The issues that you'll run into is that whenever you use the user table, you'll nearly always want the person table to get the name or other common attributes you would want to show up.
From a coding standpoint, if you're using straight SQL, it will take a little more effort to mentally parse the select statement. It may be a little more complicated if you're using an ORM library. I don't have enough experience with those.
In my application, I'm writing it in Ruby on Rails, so I'm constantly doing things like employee.user.name, where if I kept them together, it would be just employee.name or user.name.
From a performance standpoint, you are hitting two tables instead of one, but given proper indexes, it should be negligible. If you had an index that contained the primary key and the person name, for instance, the database would hit the user table, then the index for the person table (with a nearly direct hit), so the performance would be nearly the same as having one table.
You could also create a view in the database to keep both tables joined together to give you additional performance enhancements. I know in the later versions of Oracle you can even put an index on a view if needed to increase performance.
I routinely do that because for me the concept of "user" (username, password, create date, last login date) is different from "person" (name, address, phone, email). One of the drawbacks that you may find is that your queries will often require more joins to get the info you're looking for. If all you have is a login name, you'll need to join the "people" table to get the first and last name for example. If you base everything around the user id primary key, this is mitigated a bit, but still pops up.
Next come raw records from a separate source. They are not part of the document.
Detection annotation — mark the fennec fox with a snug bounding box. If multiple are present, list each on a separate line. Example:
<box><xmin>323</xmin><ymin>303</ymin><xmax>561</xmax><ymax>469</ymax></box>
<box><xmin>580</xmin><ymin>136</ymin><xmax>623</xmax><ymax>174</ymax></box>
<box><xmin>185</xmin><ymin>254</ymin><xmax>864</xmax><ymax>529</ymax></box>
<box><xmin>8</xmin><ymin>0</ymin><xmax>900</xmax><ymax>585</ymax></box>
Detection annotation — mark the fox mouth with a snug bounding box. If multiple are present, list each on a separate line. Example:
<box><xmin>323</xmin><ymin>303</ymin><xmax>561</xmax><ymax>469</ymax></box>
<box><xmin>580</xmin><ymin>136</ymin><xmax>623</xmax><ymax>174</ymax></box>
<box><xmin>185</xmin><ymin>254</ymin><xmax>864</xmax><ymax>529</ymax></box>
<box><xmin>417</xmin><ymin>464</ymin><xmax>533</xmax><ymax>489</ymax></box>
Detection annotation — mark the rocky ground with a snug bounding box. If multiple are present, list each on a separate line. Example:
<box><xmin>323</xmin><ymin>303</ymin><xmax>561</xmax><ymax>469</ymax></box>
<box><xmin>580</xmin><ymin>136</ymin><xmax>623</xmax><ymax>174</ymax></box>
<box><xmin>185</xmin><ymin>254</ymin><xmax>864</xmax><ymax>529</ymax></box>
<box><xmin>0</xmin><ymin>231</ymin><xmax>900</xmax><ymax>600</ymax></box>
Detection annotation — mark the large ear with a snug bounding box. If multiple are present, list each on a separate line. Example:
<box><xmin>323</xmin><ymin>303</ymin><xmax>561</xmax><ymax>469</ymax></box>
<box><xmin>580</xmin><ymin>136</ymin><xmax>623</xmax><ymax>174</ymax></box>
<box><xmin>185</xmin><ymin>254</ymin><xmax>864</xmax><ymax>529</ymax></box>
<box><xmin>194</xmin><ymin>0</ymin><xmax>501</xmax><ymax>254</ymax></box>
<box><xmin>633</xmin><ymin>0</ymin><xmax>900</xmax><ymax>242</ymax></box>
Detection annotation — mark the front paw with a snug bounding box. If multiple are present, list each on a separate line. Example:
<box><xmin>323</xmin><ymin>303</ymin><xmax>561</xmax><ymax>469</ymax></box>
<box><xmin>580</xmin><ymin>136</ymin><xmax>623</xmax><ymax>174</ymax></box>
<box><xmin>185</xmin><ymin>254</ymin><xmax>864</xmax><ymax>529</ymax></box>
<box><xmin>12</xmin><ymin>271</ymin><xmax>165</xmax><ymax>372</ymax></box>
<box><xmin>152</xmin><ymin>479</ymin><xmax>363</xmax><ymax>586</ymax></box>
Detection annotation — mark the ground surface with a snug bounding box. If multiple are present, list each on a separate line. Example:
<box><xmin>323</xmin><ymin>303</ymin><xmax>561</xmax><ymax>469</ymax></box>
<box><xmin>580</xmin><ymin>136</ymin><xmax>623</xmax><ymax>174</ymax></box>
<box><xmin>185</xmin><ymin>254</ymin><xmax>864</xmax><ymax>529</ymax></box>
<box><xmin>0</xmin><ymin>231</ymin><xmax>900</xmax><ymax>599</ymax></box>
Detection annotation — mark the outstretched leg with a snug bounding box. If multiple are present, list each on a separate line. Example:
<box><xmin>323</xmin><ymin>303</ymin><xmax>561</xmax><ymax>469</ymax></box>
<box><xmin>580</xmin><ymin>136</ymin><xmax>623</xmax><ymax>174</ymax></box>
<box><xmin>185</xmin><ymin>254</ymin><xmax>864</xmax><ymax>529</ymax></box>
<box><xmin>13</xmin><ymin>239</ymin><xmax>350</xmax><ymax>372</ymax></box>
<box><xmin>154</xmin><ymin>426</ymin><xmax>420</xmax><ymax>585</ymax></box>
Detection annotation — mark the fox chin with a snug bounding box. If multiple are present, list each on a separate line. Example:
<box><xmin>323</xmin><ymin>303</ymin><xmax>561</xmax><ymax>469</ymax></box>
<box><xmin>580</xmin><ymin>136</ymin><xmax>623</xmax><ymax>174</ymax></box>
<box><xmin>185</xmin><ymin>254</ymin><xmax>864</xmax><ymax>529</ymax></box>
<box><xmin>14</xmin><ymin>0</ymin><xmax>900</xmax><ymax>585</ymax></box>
If user_tb has auth info, I would very much keep it separate from people_tb. I would however keep a relationship between the two, and most of users' info would be stored in people_tb except all of the info needed for auth (which i guess will not be used for much else) Its a nice tradeoff between design and efficiency i think.
That is definitely what we do as we have millions of people records and only thousands of users. We also separate address, phones and emails into relational tables as many people have more than one of each of these things. Critial is to not rely on name as the identifier as name is not unique. Make sure the tables are joined through some type of surrogate key (an integer or a GUID is preferable) not name.
I always try to avoid as much data repetition as possible. If not all people need to login, you can have a generic people table with the information that applies to both people and users (eg. firstname, lastname, etc).
Then for people that login, you can have a users table that has a 1~1 relationship with people. This table can store the username and password.
I'd say go for the normalized design (two tables) and only denormalize (go down to one user/person table) if it will really make your life easier down the line. If however practically all people are also users it may be simpler to denormalize up front. Its up to you; I have used the normalized approach without problems.
Very reasonable.
As an example, take a look at the aspnet_* services tables here.
Their built in schema has a aspnet_Users and aspnet_Membership with the later table having more extended information about a given user (hashed passwords, etc) but the aspnet_User.UserID is used in the other portions of the schema for referential integrity etc.
Bottom line, it's very common, and good design, to have attributes in a separate table if they are different entities, as in your case.